For now, the Afghan Taliban has been interestingly quick to denounce this week's bombing and denied culpability. Perhaps they realise they have nothing to gain from open association with sectarian violence.

Maybe the most telling factor of all about this week's attack on Afghanistan's Ashura gatherings was the way it coincided with the International conference in Bonn, convened just the day before to discuss and plan the country's future.

This was a major gathering at which Pakistani diplomats were conspicuously absent, having pulled out of the conference as a protest over the deaths of 24 of its soldiers in a recent American airstrike.

Pakistan may be smarting, but there is no denying that the recent attempts to stoke up sectarian violence inside Afghanistan bear all the hallmarks of the modus operandi used by Lashkar-e Jhangvi on Pakistan's own soil.

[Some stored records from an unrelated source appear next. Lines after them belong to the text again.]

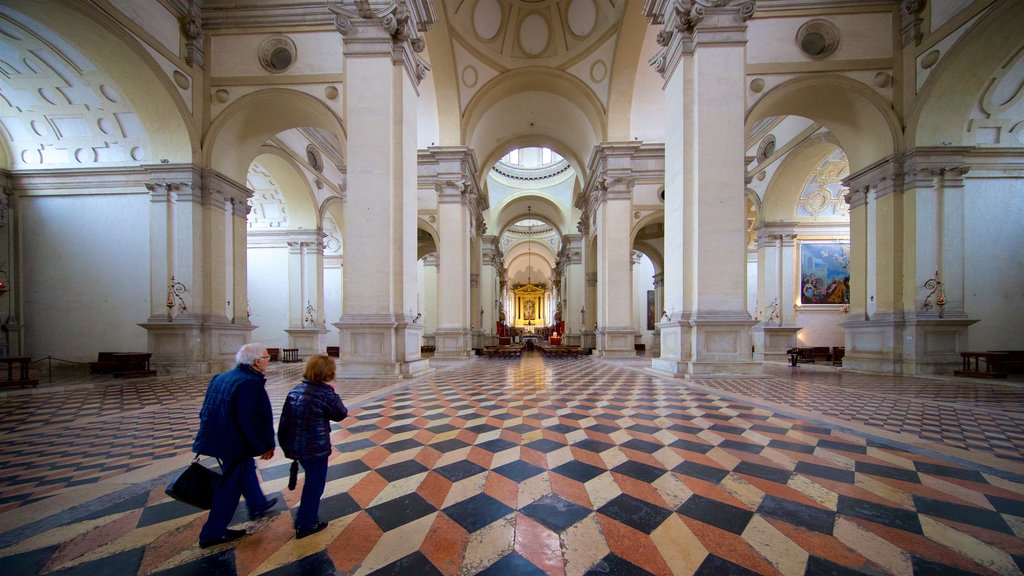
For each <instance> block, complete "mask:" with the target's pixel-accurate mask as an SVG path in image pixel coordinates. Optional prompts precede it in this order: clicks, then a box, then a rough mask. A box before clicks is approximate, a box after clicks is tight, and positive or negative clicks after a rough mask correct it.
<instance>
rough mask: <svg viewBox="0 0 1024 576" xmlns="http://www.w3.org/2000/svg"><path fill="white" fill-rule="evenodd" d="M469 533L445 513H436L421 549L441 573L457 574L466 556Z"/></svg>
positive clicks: (427, 558) (428, 558)
mask: <svg viewBox="0 0 1024 576" xmlns="http://www.w3.org/2000/svg"><path fill="white" fill-rule="evenodd" d="M468 542H469V533H468V532H466V531H465V530H464V529H463V528H462V527H461V526H459V525H458V524H456V523H455V522H453V521H452V520H451V519H449V518H447V517H446V516H444V515H436V517H435V518H434V523H433V525H431V527H430V531H429V532H427V537H426V538H425V539H424V541H423V544H421V545H420V551H421V552H423V556H425V557H427V559H428V560H429V561H430V562H431V564H433V565H434V566H435V567H436V568H437V569H438V570H440V572H441V574H444V575H445V576H456V575H457V574H459V569H460V568H461V567H462V562H463V559H464V558H465V557H466V544H467V543H468Z"/></svg>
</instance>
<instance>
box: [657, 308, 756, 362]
mask: <svg viewBox="0 0 1024 576" xmlns="http://www.w3.org/2000/svg"><path fill="white" fill-rule="evenodd" d="M743 317H745V314H744V315H728V316H724V315H723V317H722V318H719V319H715V318H697V319H683V320H679V321H671V322H663V323H659V324H658V325H657V327H658V329H659V330H660V332H662V356H660V357H659V358H655V359H652V360H651V365H650V368H648V371H650V372H651V373H654V374H658V375H663V376H670V377H673V378H723V377H732V378H736V377H745V378H749V377H757V376H761V375H762V374H761V363H760V362H757V361H755V360H753V358H752V353H751V343H752V337H751V328H752V327H753V326H754V325H756V324H757V321H755V320H746V319H742V320H741V319H740V318H743Z"/></svg>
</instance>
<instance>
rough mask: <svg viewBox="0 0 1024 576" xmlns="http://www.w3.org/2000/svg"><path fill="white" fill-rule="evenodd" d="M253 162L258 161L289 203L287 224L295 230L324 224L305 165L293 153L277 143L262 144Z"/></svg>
mask: <svg viewBox="0 0 1024 576" xmlns="http://www.w3.org/2000/svg"><path fill="white" fill-rule="evenodd" d="M251 164H258V165H260V166H262V167H263V169H264V170H266V171H267V173H268V174H269V175H270V176H271V177H272V178H273V180H274V182H276V183H278V188H279V190H280V191H281V195H282V196H283V197H284V199H285V204H286V206H288V227H289V228H290V229H292V230H299V229H302V230H317V229H319V228H321V222H322V221H321V218H319V210H318V209H317V207H316V196H315V195H314V194H313V191H312V189H311V188H310V187H309V180H307V179H306V178H305V177H304V176H303V174H302V169H301V168H300V167H299V165H298V164H297V163H296V162H295V160H294V159H292V158H291V157H290V156H288V155H287V154H285V153H284V151H282V150H281V149H279V148H275V147H267V146H265V147H262V148H261V149H260V150H259V154H258V155H257V156H256V158H254V159H253V161H252V163H251Z"/></svg>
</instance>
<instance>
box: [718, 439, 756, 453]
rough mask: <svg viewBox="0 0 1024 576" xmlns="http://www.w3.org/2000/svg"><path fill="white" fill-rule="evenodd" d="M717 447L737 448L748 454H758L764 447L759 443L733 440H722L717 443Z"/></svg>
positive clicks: (723, 447)
mask: <svg viewBox="0 0 1024 576" xmlns="http://www.w3.org/2000/svg"><path fill="white" fill-rule="evenodd" d="M718 447H719V448H726V449H728V450H739V451H740V452H746V453H748V454H760V453H761V451H762V450H764V449H765V447H764V446H761V445H760V444H753V443H750V442H737V441H735V440H723V441H722V442H720V443H719V445H718Z"/></svg>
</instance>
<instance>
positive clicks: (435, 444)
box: [427, 438, 469, 453]
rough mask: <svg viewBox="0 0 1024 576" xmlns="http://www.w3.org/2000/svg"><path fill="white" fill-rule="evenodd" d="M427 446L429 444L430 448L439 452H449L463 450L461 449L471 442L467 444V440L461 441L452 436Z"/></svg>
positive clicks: (462, 448)
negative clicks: (452, 437) (461, 449)
mask: <svg viewBox="0 0 1024 576" xmlns="http://www.w3.org/2000/svg"><path fill="white" fill-rule="evenodd" d="M427 446H429V447H430V448H433V449H434V450H436V451H438V452H441V453H447V452H452V451H455V450H461V449H463V448H465V447H467V446H469V444H467V443H465V442H463V441H461V440H459V439H457V438H450V439H447V440H442V441H440V442H435V443H433V444H428V445H427Z"/></svg>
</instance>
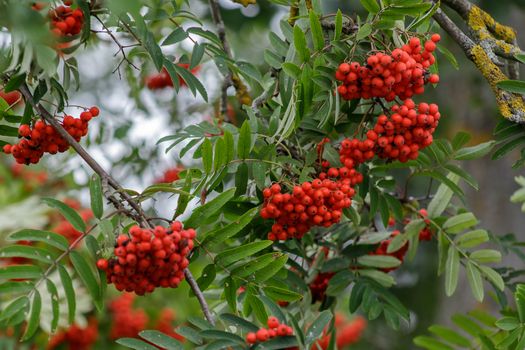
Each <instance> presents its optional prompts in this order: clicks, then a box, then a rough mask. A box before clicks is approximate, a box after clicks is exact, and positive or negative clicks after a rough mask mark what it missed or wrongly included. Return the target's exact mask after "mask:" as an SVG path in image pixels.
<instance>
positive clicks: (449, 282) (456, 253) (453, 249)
mask: <svg viewBox="0 0 525 350" xmlns="http://www.w3.org/2000/svg"><path fill="white" fill-rule="evenodd" d="M459 261H460V260H459V252H458V251H457V250H456V248H454V247H453V246H451V247H449V249H448V254H447V262H446V267H445V294H446V295H447V296H451V295H452V294H454V292H455V291H456V287H457V285H458V277H459V265H460V264H459Z"/></svg>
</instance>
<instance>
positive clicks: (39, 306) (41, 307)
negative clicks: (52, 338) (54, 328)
mask: <svg viewBox="0 0 525 350" xmlns="http://www.w3.org/2000/svg"><path fill="white" fill-rule="evenodd" d="M41 311H42V297H41V296H40V293H39V292H38V290H37V289H35V290H33V300H32V302H31V308H30V311H29V318H28V319H27V325H26V329H25V331H24V335H23V336H22V339H21V341H25V340H27V339H29V338H31V337H32V336H33V335H34V334H35V332H36V331H37V329H38V325H39V324H40V312H41Z"/></svg>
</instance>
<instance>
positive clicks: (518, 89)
mask: <svg viewBox="0 0 525 350" xmlns="http://www.w3.org/2000/svg"><path fill="white" fill-rule="evenodd" d="M496 86H497V87H499V88H500V89H503V90H505V91H509V92H514V93H517V94H522V95H523V94H525V81H520V80H502V81H499V82H497V83H496Z"/></svg>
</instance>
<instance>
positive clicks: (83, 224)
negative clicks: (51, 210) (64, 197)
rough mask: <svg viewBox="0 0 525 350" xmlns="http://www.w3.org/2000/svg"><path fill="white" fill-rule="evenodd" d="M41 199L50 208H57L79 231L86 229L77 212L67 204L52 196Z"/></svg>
mask: <svg viewBox="0 0 525 350" xmlns="http://www.w3.org/2000/svg"><path fill="white" fill-rule="evenodd" d="M42 200H43V201H44V202H45V203H46V204H47V205H48V206H50V207H51V208H55V209H58V211H59V212H60V214H62V216H63V217H64V218H65V219H66V220H67V221H69V222H70V223H71V225H73V227H74V228H75V229H76V230H77V231H80V232H85V231H86V224H85V223H84V220H82V218H81V217H80V215H78V213H77V212H76V211H75V210H73V209H71V208H70V207H69V206H68V205H67V204H65V203H63V202H61V201H59V200H56V199H54V198H42Z"/></svg>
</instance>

To that end, they are perhaps best placed to cast some light on those responsible.

Could it be that we are witnessing the beginning of the "Pakistan-isation" of the Afghan conflict, just in time to coincide with a drawdown of international forces and presence in Afghanistan?

Yesterday, Pakistan was doggedly sticking to its call for an end to what it called the "blame game" after the Afghan government demanded action against Lashkar-e-Jhangvi.

Islamabad's protestations aside, Pakistan may yet have a lot of explaining to do.

In the meantime though, the Afghan people must be vigilant in ensuring that whenever and wherever possible, they do their utmost to shun cynical outside efforts to push them into sectarian civil war.